History suggests predators aren’t too concerned if their prey ‘feels safe’ when they’re hungry and on the hunt for a feed.
The government has also decided it needs to manage the discussion surrounding shark behaviour
Earlier this week, the Minister for Shark Migratory Patterns exercised emergency powers to revoke the visas of three Great White sharks, citing concerns about ‘harmful narratives’ regarding human-shark relations. Officials stressed this was not about targeting a particular species, but about maintaining public confidence. Notably and despite public backlash, Whale Show performer Novak Orcavic was also denied a visa for this year’s event.
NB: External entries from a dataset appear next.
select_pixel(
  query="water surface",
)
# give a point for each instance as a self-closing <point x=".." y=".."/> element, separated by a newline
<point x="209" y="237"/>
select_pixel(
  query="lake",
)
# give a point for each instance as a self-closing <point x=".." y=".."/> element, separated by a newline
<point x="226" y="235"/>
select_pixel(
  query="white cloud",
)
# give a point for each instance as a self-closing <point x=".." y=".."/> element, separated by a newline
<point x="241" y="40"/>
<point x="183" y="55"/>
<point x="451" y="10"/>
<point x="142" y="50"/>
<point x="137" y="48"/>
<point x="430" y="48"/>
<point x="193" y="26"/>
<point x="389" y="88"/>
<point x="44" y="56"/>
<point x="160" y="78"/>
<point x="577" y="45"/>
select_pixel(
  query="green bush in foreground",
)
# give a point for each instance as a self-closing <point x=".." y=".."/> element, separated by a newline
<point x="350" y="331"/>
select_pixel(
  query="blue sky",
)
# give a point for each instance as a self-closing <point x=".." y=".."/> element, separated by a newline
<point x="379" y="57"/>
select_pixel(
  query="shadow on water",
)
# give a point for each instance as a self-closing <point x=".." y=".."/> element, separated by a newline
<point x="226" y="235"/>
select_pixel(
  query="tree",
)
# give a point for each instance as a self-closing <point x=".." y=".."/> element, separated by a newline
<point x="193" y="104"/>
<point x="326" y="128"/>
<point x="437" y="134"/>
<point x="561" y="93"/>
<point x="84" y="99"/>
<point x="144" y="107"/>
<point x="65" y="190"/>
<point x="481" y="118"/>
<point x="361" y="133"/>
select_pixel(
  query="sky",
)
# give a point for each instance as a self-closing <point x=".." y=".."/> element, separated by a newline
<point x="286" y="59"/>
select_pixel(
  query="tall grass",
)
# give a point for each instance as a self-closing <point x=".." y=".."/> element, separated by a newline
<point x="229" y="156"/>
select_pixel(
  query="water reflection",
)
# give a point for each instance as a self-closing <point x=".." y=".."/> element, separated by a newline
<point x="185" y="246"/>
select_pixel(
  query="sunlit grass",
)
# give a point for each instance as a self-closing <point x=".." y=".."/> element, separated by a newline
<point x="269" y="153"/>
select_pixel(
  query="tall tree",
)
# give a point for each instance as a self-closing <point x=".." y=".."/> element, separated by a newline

Am I the only one asking when we voted to live in a country where talking about known risks is considered more dangerous than the risks themselves?
Back in my day, advising people to be cautious in waters known to contain Great White sharks was called common sense. Now it’s hate speech… Apparently, if we all stop acknowledging the very real danger of shark attacks, the sharks will simply stop biting humans.
Hopefully, the next election will show that Australians are no longer buying this floating pile of steaming ocean garbage. The ocean does not care about political theatrics and vote-buying stunts. It does not read press releases, nor respond to shared values statements delivered by crying politicians. It responds to cold, uncaring biology and survival.
Australians are growing tired of governments that confuse symbolism for safety. We want action. We want marine biologists to track, capture, and relocate any sharks that refuse to follow the ocean’s current.
I, for one, am sick and tired of being lectured to by politicians who appear to have no idea how sharks, oceans, or human behaviour actually work.
If a small number of sharks pose a disproportionate threat, policy should focus there, and only there.
If certain behaviours correlate with harm, then the public should be allowed to discuss it and ask their government to do what they are paid to do.
If reality is too uncomfortable for them, then it’s time they step aside for those who are strong enough to make the hard choices.
Banning teeth does not stop sharks from being sharks. And banning plain speech does not make the public safer.
Leadership requires action that is not always nice, or polite, or perfectly equal to all, and it damn sure needs more than just carefully worded moral theatre. It requires the courage to say what everyone already knows, and the strength to act on what is needed most to protect all Australians.
Pretending the sharks aren’t in the water has never, and will never work.
Parody. Obviously. We shouldn’t have to point it out, but we do.